Cominciasti a viaggiare nel mondo e mi chiedo se hai trovato differenze tra gli artisti europei e quelli americani ?
-Certo alcune ma direi che le più evidenti sono gli europei più umani mentre gli americani più commerciali, ricordo la semplicità con cui mi ricevette Warhol o Schnabel e l’entusiasmo di Lichtenstein, tutti felici e consci di avere in Europa un tam tam del loro essere artisti. Facendo un bilancio delle tante amicizie nate qui ed al di là dell’oceano i miei rapporti di maggiore fiducia, collaborazione ed intimità sono stati sicuramente prima Marino Marini e poi Alberto Burri con i quali posso affermare vi fu pure vera amicizia, la cosa che più li accomunava era che per entrambi non era importante il denaro ma il lavoro. Il mio lavoro aumentava sempre più ed il negozio di fotografie e servizio di matrimonio che avevo inaugurato i primi degli anni settanta a Pistoia terminò nel 1985, troppi erano gli incarichi fuori Pistoia.
Quando nacque il tuo rapporto così intenso con il bianco nero ?
E’ nato in camera oscura, io ancora oggi stampo da solo. Negli anni novanta mi fu commissionato un libro sull’opera scultorea di Michelangelo con un testo introduttivo del Professor Paolucci e così iniziò il ciclo dei grandi libri, fotografie in bianconero raffiguranti La Pietà, i lavori di Bernini o quelli di Canova o le affascinanti architetture di San Pietro, luogo che mi permise di creare un intenso rapporto con i vertici dello Stato Vaticano.

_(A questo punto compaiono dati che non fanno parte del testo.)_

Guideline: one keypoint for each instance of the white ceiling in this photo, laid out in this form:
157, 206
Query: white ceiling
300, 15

La scultura con i suoi volumi ti regala emozioni differenti quando scatti nei confronti di una figura umana ?
Sì è la mia grande passione.
Cosa provi quando ti trovi davanti ad un soggetto che è immobile e che gestisci con il tuo obbiettivo ?
Non faccio ragionamenti lo scatto nasce grazie ad un’intuizione o forse è solo tanta esperienza.
Michelangelo. Donatello, Bernini dei grandi dell’antichità chi ami maggiormente ?
Il Divino cioè Michelangelo, indubbiamente la sua arte mi ha regalato tanto ma pure io sono stato umilmente utile ho mostrato la sua scultura alla gente che ha lo ha così scoperto ed ha imparato ad amarlo.
Immenso è il tuo archivio, come è composto ?
Tutto il mio lavoro è archiviato per anni, argomenti ed eventi, impossibile sarebbe averne informazioni, indispensabile è il supporto di mia figlia Francesca senza la quale l’archivio sarebbe vedovo.
Oggi sono molteplici le edizioni e le mostre di Aurelio Amendola nei Musei ma commercialmente un tuo scatto viene proposto in che misure e con che tiratura ?
Tutte le mie immagini sono proposte in nove esemplari e con tre differenti dimensioni.
Cosa consiglieresti a chi sogna oggi di diventare nel 2022 fotografo ?
Di cominciare dalla camera oscura di cui non ne sanno nulla. Il digitale appiattisce tutto.
So che ami il pensiero che sul tuo lavoro Bruno Corà scrisse: “ Aurelio Amendola è pura poesia “ ed ora io aggiungerei quello di Daniele Crippa: “ Il bianconero di Aurelio Amendola è puro caravaggismo contemporaneo “. Il prossimo progetto ?
Sono stato chiamato all’ Ermitage il Museo di San Pietroburgo per fotografare le sinuosità di Amore e Psiche di Canova, appena finita la pandemia parto.